When we wrote in this very column barely two months ago, we were expectant and enthusiastic that this move could have turned the sorry state of degraded lands around. We were enthusiatic because a full department meant an upgrading for such a crucial issue. And we were expectant because the Prime Minister's initiative put the programme directly under his charge, which could have meant greater coordination between the Centre and the states and between the revenue and forest departments.

It is our strong belief, borne out of years of research in this area, that wasteland development needs a holistic perspective. There is nothing sillier than perpetuating the artificial, British-determined boundaries in types of land. For village communities, in their desperate search for survival, there is nothing as irrelevant as saying that the degraded land surrounding their village is divided between two faraway departments, each with its own rules and inclinations. Degraded land is degraded land. And, it needs urgent attention that only the village communities can give. It is equally ridiculous to tell a Himalayan woman that the fodder that she needs to feed her animals, which, in turn, gives her the manure to fertilise her fields, cannot be grown on forest land as it is so preordained by the demigods in Delhi or Lucknow. And that an invisible boundary permits this only on revenue or panchayat land.

The new game plan, on the one hand, will get fences around forest land to keep people out and, on the other, will get blocks of eucalyptus plantations and other similar commercial species on private land. Areas where private forestry -- Ram Singh's department -- will take off will be in the plains where more than 90 per cent of the land is privately owned. In the hills where little land is privatised -- Kamal Nath's territory -- the proposed strategy will mean that large areas are fenced off for regeneration.
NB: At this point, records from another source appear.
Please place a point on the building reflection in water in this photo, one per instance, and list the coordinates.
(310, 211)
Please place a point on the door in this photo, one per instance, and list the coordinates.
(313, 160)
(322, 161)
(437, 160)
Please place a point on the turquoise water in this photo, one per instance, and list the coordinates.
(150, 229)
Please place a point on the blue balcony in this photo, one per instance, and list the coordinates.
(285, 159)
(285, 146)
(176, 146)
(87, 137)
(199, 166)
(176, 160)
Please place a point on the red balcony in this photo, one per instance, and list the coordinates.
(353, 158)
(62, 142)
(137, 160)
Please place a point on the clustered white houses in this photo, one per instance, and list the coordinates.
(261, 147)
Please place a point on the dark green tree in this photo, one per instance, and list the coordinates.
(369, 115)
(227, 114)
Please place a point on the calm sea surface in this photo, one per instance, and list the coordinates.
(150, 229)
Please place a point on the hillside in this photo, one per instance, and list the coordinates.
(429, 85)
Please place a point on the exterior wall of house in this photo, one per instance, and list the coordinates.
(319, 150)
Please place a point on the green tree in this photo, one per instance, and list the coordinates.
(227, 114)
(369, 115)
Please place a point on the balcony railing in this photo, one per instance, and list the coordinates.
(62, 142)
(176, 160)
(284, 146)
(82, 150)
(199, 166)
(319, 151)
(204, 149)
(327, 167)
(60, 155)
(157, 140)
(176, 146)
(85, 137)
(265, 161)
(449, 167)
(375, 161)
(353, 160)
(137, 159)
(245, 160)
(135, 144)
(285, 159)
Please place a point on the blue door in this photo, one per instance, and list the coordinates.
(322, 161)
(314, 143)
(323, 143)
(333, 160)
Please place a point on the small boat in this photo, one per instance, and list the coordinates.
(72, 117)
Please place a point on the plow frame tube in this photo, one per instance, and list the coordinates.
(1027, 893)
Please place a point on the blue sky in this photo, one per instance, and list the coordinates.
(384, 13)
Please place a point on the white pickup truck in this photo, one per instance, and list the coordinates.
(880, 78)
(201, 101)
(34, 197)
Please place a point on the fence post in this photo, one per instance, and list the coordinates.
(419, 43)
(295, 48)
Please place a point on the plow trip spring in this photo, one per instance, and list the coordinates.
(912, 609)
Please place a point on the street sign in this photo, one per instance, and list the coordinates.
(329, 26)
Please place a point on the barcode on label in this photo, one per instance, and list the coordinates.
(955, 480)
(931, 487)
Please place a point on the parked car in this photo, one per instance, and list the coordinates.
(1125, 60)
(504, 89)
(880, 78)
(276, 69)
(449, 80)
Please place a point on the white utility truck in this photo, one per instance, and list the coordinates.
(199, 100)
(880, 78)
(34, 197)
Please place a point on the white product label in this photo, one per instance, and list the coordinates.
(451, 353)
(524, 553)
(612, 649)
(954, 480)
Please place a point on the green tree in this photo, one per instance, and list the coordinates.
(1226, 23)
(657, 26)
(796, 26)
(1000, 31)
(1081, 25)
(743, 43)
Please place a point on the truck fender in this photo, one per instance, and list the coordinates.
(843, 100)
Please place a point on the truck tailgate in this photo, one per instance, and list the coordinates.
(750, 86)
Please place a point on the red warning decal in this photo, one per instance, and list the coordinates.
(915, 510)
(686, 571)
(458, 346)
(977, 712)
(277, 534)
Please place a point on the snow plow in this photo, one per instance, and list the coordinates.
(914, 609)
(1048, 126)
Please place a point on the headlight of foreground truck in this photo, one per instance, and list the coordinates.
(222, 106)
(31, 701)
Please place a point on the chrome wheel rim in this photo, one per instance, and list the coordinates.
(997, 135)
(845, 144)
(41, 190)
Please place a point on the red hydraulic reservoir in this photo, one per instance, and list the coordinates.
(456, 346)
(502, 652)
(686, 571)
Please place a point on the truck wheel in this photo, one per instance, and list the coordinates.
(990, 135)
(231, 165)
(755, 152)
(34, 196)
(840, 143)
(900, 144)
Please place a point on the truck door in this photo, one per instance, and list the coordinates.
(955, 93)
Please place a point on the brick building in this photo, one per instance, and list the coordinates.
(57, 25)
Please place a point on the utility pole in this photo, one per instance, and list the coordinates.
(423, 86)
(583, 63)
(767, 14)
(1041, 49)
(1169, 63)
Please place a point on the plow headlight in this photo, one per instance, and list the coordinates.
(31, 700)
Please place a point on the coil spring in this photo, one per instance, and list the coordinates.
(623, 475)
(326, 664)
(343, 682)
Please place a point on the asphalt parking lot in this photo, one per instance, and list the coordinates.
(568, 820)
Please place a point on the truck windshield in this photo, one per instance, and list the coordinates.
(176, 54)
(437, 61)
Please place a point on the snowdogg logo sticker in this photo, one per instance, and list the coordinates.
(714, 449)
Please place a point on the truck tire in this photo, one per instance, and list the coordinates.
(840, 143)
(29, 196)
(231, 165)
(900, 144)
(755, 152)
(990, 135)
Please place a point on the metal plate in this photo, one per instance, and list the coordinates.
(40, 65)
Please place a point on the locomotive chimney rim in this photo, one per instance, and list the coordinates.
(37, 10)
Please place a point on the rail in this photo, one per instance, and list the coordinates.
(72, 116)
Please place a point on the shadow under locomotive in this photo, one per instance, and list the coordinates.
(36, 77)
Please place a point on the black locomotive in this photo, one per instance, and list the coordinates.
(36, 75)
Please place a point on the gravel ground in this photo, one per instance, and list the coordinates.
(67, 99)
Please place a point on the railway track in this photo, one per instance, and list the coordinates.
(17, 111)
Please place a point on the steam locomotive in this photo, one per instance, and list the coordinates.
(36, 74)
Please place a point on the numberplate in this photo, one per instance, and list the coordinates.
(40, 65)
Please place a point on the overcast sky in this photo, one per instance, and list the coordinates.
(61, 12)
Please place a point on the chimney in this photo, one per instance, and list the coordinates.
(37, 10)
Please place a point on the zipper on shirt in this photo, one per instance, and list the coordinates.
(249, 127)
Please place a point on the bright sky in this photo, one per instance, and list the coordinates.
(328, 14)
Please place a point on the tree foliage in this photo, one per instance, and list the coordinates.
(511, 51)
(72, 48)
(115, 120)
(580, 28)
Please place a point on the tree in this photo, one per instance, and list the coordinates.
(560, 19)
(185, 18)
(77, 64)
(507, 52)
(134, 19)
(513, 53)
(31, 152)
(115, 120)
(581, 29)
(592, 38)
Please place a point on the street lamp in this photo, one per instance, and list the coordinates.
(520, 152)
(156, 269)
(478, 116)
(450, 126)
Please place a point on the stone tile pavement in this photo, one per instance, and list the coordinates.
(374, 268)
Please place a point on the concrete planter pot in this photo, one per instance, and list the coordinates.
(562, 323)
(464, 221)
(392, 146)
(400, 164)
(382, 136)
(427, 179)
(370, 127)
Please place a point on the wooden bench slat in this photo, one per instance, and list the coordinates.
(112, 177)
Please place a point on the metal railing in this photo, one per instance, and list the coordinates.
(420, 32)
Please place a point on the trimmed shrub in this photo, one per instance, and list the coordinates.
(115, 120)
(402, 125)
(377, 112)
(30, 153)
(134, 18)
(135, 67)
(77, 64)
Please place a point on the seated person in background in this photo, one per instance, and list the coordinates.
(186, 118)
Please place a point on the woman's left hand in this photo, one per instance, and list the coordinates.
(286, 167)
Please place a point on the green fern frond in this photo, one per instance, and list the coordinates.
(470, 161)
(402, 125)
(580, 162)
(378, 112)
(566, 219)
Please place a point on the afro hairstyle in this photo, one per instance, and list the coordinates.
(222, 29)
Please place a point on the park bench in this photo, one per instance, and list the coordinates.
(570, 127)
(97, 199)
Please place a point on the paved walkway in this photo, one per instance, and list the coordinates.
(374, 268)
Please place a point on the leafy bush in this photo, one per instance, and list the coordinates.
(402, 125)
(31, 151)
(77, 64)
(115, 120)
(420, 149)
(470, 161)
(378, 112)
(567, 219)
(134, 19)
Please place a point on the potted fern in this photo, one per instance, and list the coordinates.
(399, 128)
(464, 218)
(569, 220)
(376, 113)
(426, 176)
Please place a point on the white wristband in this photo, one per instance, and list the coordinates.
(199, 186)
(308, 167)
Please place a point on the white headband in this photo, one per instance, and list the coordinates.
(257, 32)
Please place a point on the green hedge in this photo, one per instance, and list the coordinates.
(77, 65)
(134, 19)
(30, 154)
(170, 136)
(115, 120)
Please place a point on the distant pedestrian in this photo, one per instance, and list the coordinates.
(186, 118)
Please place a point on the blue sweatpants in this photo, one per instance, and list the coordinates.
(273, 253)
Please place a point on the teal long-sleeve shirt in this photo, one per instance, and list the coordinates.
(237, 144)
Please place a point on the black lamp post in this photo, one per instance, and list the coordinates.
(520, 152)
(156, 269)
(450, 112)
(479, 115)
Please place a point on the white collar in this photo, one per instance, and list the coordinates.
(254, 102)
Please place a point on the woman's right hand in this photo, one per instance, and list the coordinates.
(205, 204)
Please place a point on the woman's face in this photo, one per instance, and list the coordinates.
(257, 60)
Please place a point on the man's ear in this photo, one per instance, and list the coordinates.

Just consider the following: In the Dangs district of Gujarat, the forest area is 98.5 per cent of the total geographical area; in Uttarkashi and Uttar Kannara, it is 80-90 per cent. Ranm Singh will have no role to play here.

Today, degraded forest lands play a major role in meeting the fuel and fodder needs of people. Of the total land available for biomass production, only about 36 per cent is common land. Of this, 5 per cent is panchayat land -- roughly the same area is available for wildlife animals -- 6 per cent is revenue land and 25 per cent is forest land, half of which is degraded according to the forest department. Not only are common lands other than forest lands miniscule but 40 per cent of these are located in just two states -- Gujarat and Rajasthan.

What was been worse in this debate has been the complete wasteland of ideas. The entire squabble has been over Kamal Nath's hurt pride and Ram Singh's new turf. Clearly the former wasteland board needed more than a push but after 10 years of vacillation and planting dead trees, the country surely deserved better.